NATIONAL: Ranking the Presidential Timber of Republican Governors
NPR's Ken Rudin decided to rank the GOP governors from 1-22 (for some reason, he did not demote a certain Southern governor named Sanford--he checks in at #9), in terms of their potential as presidential candidates. He ranks Tim Pawlenty at the top of the list, with recent Obama appointee and soon-to-be-former Utah Governor Jon Huntsman in the second position. Sarah Palin comes in ranked #7. In a humorous twist, Nevada Governor Jim Gibbons ranks dead last. Given the trainwreck that has been his tenure as governor, this seems understandable. Until you realize, of course, that it means that he ranks BEHIND Arnold Schwarzenegger, who is constitutionally precluded from running for President.
RACE FOR THE HOUSE: A Microcosm of House Electoral History
Give Rothenberg Report writer Nathan Gonzales credit for an outstanding piece--he looks at a unique region (the Ohio River Valley) and shows how dramatic the changes of the past few election cycles have really been.
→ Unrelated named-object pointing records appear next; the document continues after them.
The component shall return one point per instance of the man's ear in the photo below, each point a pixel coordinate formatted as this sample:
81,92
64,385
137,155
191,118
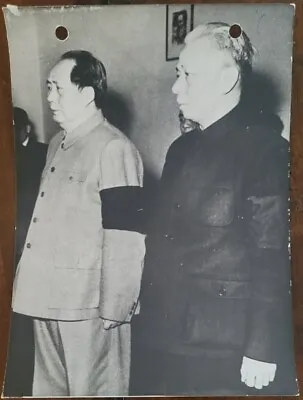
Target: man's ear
229,78
89,94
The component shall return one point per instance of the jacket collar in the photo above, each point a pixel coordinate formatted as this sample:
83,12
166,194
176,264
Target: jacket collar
82,130
225,124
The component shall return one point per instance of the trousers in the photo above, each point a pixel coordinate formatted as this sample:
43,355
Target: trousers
80,358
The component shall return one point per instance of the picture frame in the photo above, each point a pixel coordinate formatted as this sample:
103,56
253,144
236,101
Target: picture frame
179,22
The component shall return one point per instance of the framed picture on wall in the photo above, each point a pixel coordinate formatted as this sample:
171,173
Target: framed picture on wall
179,21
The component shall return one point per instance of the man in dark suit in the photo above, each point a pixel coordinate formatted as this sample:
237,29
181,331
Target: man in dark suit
215,297
30,161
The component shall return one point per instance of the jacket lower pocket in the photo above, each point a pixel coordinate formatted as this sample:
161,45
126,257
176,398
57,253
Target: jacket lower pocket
218,320
75,289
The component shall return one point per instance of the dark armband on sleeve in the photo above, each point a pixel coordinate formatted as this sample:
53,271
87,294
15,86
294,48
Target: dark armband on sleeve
123,208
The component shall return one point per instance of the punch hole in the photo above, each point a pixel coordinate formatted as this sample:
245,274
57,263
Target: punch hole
235,31
61,33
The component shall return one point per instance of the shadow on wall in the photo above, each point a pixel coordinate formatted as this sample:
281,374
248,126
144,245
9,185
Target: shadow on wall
117,111
261,92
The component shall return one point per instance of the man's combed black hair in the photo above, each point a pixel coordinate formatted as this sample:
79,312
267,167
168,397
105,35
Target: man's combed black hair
88,72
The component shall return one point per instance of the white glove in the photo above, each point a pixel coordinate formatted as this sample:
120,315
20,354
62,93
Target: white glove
257,373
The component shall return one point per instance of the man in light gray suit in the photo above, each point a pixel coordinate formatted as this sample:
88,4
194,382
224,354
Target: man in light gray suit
80,271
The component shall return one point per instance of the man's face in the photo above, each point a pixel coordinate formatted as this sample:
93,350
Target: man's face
198,87
65,99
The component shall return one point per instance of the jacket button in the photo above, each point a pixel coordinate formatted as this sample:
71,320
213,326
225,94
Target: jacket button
222,291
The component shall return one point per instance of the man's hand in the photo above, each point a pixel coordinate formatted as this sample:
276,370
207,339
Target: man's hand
257,373
108,324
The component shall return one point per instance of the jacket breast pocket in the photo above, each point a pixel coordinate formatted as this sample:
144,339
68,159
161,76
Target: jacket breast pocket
75,176
75,289
216,205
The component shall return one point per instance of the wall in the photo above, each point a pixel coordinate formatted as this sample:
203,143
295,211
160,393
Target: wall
25,67
270,31
131,43
139,78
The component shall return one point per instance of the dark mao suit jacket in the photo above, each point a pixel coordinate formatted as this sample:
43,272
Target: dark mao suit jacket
216,274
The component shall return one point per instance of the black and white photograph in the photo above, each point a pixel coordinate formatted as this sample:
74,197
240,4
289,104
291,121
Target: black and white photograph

Once dominated (7 of 9 districts) by the GOP, the Democrats now hold seven of the nine seats, with most of those seats now securely in the blue column.
IL-13: 2008 Sleeper Candidate Announces 2010 Rematch
Good news for Democrats looking to expand the places where they can play offense in 2010.
Scott Harper, who flew below the radar a bit and wound up giving Judy Biggert the biggest scare of her Congressional career, has launched his 2010 bid for Congress. Harper trailed Biggert by nine points (and some change) in 2008.
NC-Sen: Another Poll Confirms Burr's Brutal Political Standing
Republican Senator Richard Burr has to be considered a vulnerable incumbent for 2010, as confirmed by a new poll from Insider Advantage. Burr is slugging along with favorables only at 39%, with unfavorables at 31%. Now, all the Democrats need is an actual candidate. Yesterday, Swing State Project hinted that former state senator Cal Cunningham (whose biography is very attractive) is about to get into the race.
CA-10: Tauscher Confirmed--Game On For Special Election
Now that Ellen Tauscher has been confirmed in her new role as an undersecretary in the State Department, the special election to replace her in the Bay Area-adjacent 10th district of California can begin. Given the Democratic lean of the district, it would appear that the real contest here will be in the Democratic primary. Though there are a load of Democrats looking at the race, there appear to be four leading candidates: longtime statewide officeholder John Garamendi, newly elected state Senator Mark DeSaulnier (who has Tauscher's endorsement, according to his website), state assemblywoman Joan Buchanan, and an intriguing outsider candidate in twenty-something Anthony Woods, who has a biography that other candidates would kill for--a Harvard-educated Iraq War veteran who was discharged from the military because of DADT.